Hydrogen Embrittlement Assessment of Pipeline Materials Through Slow Strain Rate Tensile Testing
Aleksander Omholt Myhre, Anette Brocks Hagen, Bård Nyhus, Vigdis Olden, Antonio Alvaro, Alexei Vinogradov
Abstract
The use of hydrogen as an energy carrier plays a key role in the transition from fossil fuel to renewable energy. Norway may contribute to this shift by applying its vast natural gas subsea pipeline network for large-scale transport of hydrogen gas to the European countries. However, safe operating limits and countermeasures for hydrogen embrittlement need to be established to safely enable the transport.
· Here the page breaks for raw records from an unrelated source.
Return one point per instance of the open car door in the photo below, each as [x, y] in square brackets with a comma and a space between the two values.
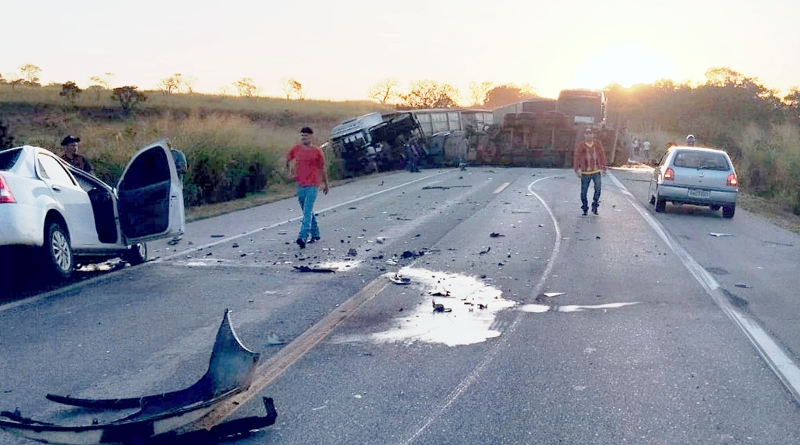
[150, 196]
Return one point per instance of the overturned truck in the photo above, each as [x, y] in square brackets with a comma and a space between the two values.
[374, 142]
[543, 132]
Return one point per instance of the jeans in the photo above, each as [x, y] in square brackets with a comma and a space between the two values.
[596, 177]
[308, 225]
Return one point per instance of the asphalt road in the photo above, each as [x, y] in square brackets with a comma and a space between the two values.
[627, 327]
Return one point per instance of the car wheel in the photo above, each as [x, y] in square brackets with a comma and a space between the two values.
[728, 211]
[136, 254]
[661, 205]
[58, 252]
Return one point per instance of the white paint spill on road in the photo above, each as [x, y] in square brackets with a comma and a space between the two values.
[474, 306]
[542, 308]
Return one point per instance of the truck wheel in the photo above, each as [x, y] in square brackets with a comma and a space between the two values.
[57, 252]
[136, 254]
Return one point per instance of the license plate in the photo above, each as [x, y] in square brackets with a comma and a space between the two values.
[695, 193]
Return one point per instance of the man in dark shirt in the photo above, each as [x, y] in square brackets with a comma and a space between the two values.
[71, 155]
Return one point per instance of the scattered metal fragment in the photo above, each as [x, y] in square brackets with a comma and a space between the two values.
[397, 279]
[230, 371]
[274, 339]
[779, 244]
[314, 269]
[440, 307]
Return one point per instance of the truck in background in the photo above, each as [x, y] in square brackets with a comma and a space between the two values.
[374, 142]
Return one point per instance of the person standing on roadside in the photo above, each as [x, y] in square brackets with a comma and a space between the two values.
[589, 161]
[310, 170]
[71, 155]
[646, 151]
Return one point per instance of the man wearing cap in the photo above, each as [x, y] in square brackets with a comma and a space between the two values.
[309, 171]
[589, 161]
[70, 145]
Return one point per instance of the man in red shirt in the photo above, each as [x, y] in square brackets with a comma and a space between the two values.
[309, 171]
[589, 161]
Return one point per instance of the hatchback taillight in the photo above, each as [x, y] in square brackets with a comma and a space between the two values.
[5, 192]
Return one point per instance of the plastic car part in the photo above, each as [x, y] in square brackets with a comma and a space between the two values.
[230, 371]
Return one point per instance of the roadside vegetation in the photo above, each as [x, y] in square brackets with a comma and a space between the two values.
[234, 144]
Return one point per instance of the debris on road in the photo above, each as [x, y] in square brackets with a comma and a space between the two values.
[230, 370]
[398, 279]
[440, 307]
[274, 339]
[314, 269]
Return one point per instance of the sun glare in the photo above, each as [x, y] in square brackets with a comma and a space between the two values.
[626, 66]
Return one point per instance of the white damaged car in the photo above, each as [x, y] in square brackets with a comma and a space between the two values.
[71, 217]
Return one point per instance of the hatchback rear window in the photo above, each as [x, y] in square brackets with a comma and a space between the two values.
[9, 157]
[702, 160]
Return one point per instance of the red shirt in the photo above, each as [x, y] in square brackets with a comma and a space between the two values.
[309, 164]
[587, 159]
The knowledge basis for safe operation limits is being built upon a research project funded by the Research Council of Norway and an international industry consortium. This paper presents the results of an initial materials screening program involving examination of three vintage pipelines and one new pipeline. Results of microstructural characterization, slow strain rate tensile testing in air and in situ hydrogen charging conditions performed on the base metal are presented and discussed. The hydrogen embrittlement susceptibility of each material taken from three different positions within the pipe is quantified through the Embrittlement Index (EI). The post-mortem analysis of the fracture surfaces morphologies is also carried out to relate the overall degree of hydrogen embrittlement susceptibility to the characteristic metallurgical features of the material.